Xline
Xline copied to clipboard
TXN optimization
The following is the benchmark data of xline and etcd process txn put requests
benchmark command:
benchmark --clients=${clients} txn-put --key-size=8 --val-size=256 --total=${total} --key-space-size=${key-space-size}
Xline
QPS | Latency(ms) | Time(s) | clients | total | key-space-size |
---|---|---|---|---|---|
324.3 | 3.1 | 6.2 | 1 | 2000 | 1 |
2768.4 | 3.6 | 3.6 | 10 | 10000 | 1 |
5429.5 | 9.2 | 3.7 | 50 | 20000 | 1 |
5498.6 | 18.1 | 3.6 | 100 | 20000 | 1 |
5485.5 | 36.3 | 5.5 | 200 | 30000 | 1 |
331.5 | 3.0 | 6.0 | 1 | 2000 | 100000 |
2700.4 | 3.7 | 3.7 | 10 | 10000 | 100000 |
5470.5 | 9.1 | 3.7 | 50 | 20000 | 100000 |
5563.0 | 17.9 | 3.6 | 100 | 20000 | 100000 |
5530.4 | 36.1 | 5.4 | 200 | 30000 | 100000 |
etcd
QPS | Latency(ms) | Time(s) | clients | total | key-space-size |
---|---|---|---|---|---|
935.9 | 1.1 | 2.1 | 1 | 2000 | 1 |
3341.5 | 3.0 | 3.0 | 10 | 10000 | 1 |
12219.3 | 4.1 | 1.6 | 50 | 20000 | 1 |
25641.9 | 3.9 | 0.8 | 100 | 20000 | 1 |
16737.8 | 11.9 | 1.8 | 200 | 30000 | 1 |
812.7 | 1.2 | 2.5 | 1 | 2000 | 100000 |
4034.8 | 2.5 | 2.5 | 10 | 10000 | 100000 |
13525.4 | 3.7 | 1.5 | 50 | 20000 | 100000 |
24238.7 | 4.1 | 0.8 | 100 | 20000 | 100000 |
30863.9 | 6.5 | 1.0 | 200 | 30000 | 100000 |
In our current implementation of Txn, there are some optimized parts, as follows:
- [ ] Read-only Txn requests do not need to go through the consensus protocol, we can optimize read-only requests through the
ReadState
mechanism - [ ] Provide concurrent read and write capabilities at the storage layer
We have identified the bottleneck for performance degradation in Xline TXN by profiling with perf. Here are the specific details from perf:
As you can see, the Index::mark_available
is the bottleneck. We have tried to remove this mark_avaliable
method and do the benchmark again. All the tests listed below use the same benchmark command, ./benchmark put 10 100000
, which means using 10 clients to put keys. The key space size is 100K.`
engine | remove mark_available | total | slowest | fastest | avg | rps | 99% |
---|---|---|---|---|---|---|---|
memory | no | 73.6666 s | 71.5 ms | 2.1 ms | 7.4 ms | 1357.4677 | 13.4 ms |
memory | yes | 56.5029 s | 77.8 ms | 2.3 ms | 5.6 ms | 1769.8196 | 8.7 ms |
rocksdb | no | 295.0114 s | 83.1 ms | 6.7 ms | 29.5 ms | 338.9699 | 49.7 ms |
rocksdb | yes | 59.3128 | 98.2 ms | 2.3 ms | 5.9 ms | 1685.9769 | 9.2 ms |
Current Problem
Currently, Xline uses a version-based storage schema to achieve the multi-version storage feature for key-value pairs. During the actual storage of a key-value pair (the process of sync_put_request
), the following two steps are involved:
- Execute
Index::insert_or_update_revision
to generate aKeyRevision
for the key and insert it into the Index. - Convert the
KeyRevision
from step 1 into aRevision
and store the value with theRevision
as the key.
When getting a key-value pair (the process of handle_range_request
), the corresponding KeyRevision
needs to be read from the Index
before accessing the database.
Since Xline does not implement real MVCC transactions, there is no atomicity guarantee between steps 1 and 2. This is not an issue for write requests such as PutRequest
or DeleteRangeRequest
because CURP's conflict detection mechanism can replace transaction functionality, ensuring that different write requests do not cause concurrency issues.

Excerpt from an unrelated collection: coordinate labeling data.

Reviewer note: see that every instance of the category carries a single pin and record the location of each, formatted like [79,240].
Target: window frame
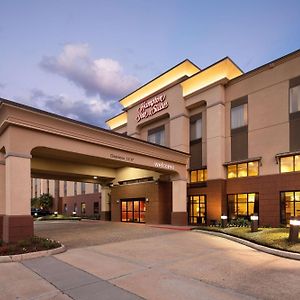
[204,175]
[281,193]
[155,130]
[256,199]
[240,163]
[294,163]
[236,103]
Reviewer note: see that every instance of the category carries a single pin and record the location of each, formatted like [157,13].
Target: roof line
[160,76]
[215,63]
[241,77]
[33,109]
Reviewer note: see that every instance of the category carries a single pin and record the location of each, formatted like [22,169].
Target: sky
[77,58]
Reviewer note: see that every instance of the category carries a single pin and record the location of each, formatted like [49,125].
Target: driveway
[136,261]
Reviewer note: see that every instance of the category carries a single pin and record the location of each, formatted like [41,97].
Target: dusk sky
[77,58]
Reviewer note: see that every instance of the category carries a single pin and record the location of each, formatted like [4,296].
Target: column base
[16,228]
[179,218]
[105,215]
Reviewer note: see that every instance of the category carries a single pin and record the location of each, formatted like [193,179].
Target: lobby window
[239,116]
[289,206]
[242,205]
[96,208]
[157,135]
[289,163]
[197,209]
[75,188]
[96,188]
[243,169]
[83,207]
[82,187]
[198,175]
[48,186]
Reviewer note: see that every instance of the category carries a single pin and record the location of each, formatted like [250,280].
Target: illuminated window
[82,187]
[231,171]
[196,129]
[289,206]
[242,205]
[198,175]
[295,99]
[197,209]
[242,170]
[289,163]
[157,135]
[239,116]
[83,207]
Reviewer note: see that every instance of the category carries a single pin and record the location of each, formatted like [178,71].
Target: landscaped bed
[57,217]
[271,237]
[28,245]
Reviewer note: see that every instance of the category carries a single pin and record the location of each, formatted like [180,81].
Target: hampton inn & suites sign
[152,106]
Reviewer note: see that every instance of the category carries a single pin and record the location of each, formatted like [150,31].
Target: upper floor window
[242,169]
[239,116]
[295,95]
[196,129]
[65,188]
[198,175]
[82,187]
[289,163]
[157,135]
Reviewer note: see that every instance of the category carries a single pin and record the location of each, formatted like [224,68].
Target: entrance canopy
[40,144]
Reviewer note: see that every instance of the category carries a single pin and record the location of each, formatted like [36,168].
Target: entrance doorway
[197,209]
[133,210]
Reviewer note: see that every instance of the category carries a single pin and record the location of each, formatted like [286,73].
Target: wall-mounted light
[294,230]
[254,218]
[224,221]
[254,222]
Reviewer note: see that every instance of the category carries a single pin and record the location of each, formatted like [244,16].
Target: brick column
[105,203]
[179,205]
[17,220]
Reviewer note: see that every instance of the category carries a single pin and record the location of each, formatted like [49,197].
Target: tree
[45,202]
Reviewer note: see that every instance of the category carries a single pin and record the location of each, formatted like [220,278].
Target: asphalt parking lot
[136,261]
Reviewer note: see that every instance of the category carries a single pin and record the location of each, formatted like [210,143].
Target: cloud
[103,76]
[89,110]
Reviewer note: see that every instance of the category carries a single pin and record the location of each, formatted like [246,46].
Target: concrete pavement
[163,265]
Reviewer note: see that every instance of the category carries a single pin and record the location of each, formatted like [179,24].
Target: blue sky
[78,58]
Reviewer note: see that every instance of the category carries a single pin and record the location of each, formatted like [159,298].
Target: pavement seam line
[99,279]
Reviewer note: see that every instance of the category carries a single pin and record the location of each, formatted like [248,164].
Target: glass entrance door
[197,209]
[133,210]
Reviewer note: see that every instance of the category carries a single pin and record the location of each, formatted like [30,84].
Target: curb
[31,255]
[277,252]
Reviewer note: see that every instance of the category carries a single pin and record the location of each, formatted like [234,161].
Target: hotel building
[191,145]
[242,131]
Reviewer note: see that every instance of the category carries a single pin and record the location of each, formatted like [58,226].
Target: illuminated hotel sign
[152,106]
[164,165]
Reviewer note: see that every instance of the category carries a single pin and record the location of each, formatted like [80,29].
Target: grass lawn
[271,237]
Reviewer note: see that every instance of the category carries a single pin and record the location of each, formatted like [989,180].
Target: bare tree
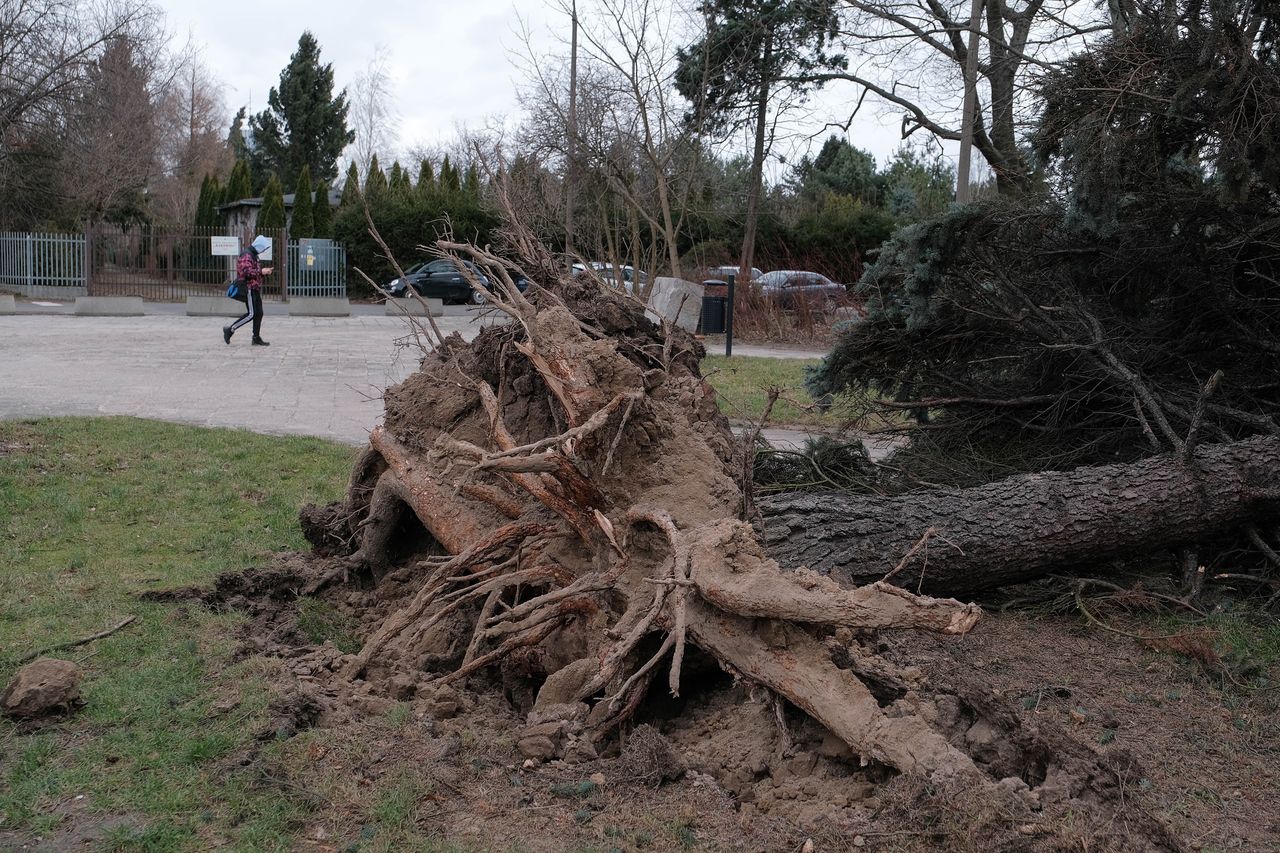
[629,129]
[373,113]
[192,118]
[910,54]
[48,49]
[113,147]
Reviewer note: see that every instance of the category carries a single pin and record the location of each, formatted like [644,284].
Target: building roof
[334,197]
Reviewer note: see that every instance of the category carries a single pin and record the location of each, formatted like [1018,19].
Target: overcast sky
[451,62]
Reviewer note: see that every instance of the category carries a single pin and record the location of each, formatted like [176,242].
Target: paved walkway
[320,377]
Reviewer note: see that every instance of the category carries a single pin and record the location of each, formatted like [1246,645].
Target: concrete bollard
[108,306]
[319,306]
[213,306]
[411,306]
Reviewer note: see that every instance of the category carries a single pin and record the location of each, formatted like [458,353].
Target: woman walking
[250,272]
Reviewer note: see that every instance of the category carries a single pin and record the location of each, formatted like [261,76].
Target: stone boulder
[41,688]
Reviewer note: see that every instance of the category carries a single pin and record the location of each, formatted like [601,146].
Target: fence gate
[316,268]
[42,265]
[165,265]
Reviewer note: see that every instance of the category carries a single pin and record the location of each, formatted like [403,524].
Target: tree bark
[1025,527]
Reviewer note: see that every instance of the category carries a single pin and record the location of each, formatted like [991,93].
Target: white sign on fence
[228,246]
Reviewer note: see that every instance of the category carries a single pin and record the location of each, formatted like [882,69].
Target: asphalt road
[320,377]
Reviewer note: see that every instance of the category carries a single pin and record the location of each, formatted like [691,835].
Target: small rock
[579,751]
[41,688]
[402,687]
[536,748]
[443,708]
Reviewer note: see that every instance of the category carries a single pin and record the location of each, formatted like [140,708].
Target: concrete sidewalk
[320,377]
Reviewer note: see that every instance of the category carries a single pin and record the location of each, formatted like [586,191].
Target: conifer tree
[304,124]
[451,182]
[425,178]
[351,186]
[400,181]
[272,218]
[302,224]
[238,185]
[471,185]
[204,203]
[321,213]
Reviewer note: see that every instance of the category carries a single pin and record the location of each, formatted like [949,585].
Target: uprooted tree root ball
[556,506]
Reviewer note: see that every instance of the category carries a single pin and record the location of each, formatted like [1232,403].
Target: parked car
[442,279]
[722,273]
[791,288]
[606,273]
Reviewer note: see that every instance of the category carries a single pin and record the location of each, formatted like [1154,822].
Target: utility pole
[571,164]
[964,194]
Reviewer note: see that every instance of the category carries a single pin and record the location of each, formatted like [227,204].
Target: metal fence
[163,265]
[316,268]
[49,265]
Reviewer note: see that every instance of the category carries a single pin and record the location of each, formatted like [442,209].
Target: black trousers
[252,311]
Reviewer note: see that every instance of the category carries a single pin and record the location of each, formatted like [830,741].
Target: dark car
[442,279]
[722,273]
[791,288]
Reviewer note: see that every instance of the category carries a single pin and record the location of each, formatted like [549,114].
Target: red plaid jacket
[248,269]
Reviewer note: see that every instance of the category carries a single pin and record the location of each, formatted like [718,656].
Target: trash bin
[712,320]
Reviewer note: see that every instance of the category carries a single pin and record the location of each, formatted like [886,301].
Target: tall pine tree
[451,182]
[304,219]
[205,203]
[749,54]
[304,124]
[238,185]
[400,182]
[351,186]
[321,213]
[425,178]
[272,218]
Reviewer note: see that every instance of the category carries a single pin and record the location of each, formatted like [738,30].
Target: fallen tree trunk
[1025,527]
[556,505]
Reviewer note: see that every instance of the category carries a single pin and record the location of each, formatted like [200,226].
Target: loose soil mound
[714,770]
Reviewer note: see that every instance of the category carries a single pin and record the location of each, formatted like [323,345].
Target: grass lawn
[94,512]
[743,384]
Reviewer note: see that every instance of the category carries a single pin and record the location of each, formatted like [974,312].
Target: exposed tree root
[577,470]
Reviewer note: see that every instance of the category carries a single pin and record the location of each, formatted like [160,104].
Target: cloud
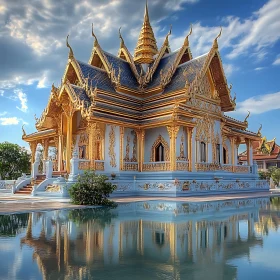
[229,69]
[251,36]
[9,121]
[259,104]
[32,35]
[19,94]
[277,61]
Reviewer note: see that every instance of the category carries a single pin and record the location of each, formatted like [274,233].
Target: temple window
[159,155]
[98,150]
[203,238]
[159,238]
[202,152]
[218,151]
[224,156]
[82,152]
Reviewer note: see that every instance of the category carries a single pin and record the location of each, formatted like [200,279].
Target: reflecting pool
[233,239]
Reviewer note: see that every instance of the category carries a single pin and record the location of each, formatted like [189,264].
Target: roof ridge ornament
[186,41]
[166,41]
[93,35]
[259,131]
[215,43]
[120,35]
[247,117]
[71,53]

However, since RangeRequest
s do not go through the CURP protocol, it leads to the following problem: when handle_range_request
starts executing before step 2 is completed in sync_put_request
, it will be able to find the corresponding KeyRevision
in the index, but the corresponding KeyValue cannot be found in the database. (Note: this problem only occurs in serial reads, and there is no such issue in linear reads).
To avoid this situation, the original approach was to add an "available" field in KeyRevision
, and it is only marked as available after the corresponding KeyValue
is successfully written to disk. However, this approach has performance issues as the implementation of mark_available
involves complex traversal and lookup operations, leading to significant lock contention.
Possible Solutions
There are two solutions to solve this problem.
Solution One: Remove "available" and implement a compensation logic in the RangeRequest
handling process
Specific steps:
- Remove all implementations related to "available" in the Index, including mark_available, to eliminate expensive contention operations.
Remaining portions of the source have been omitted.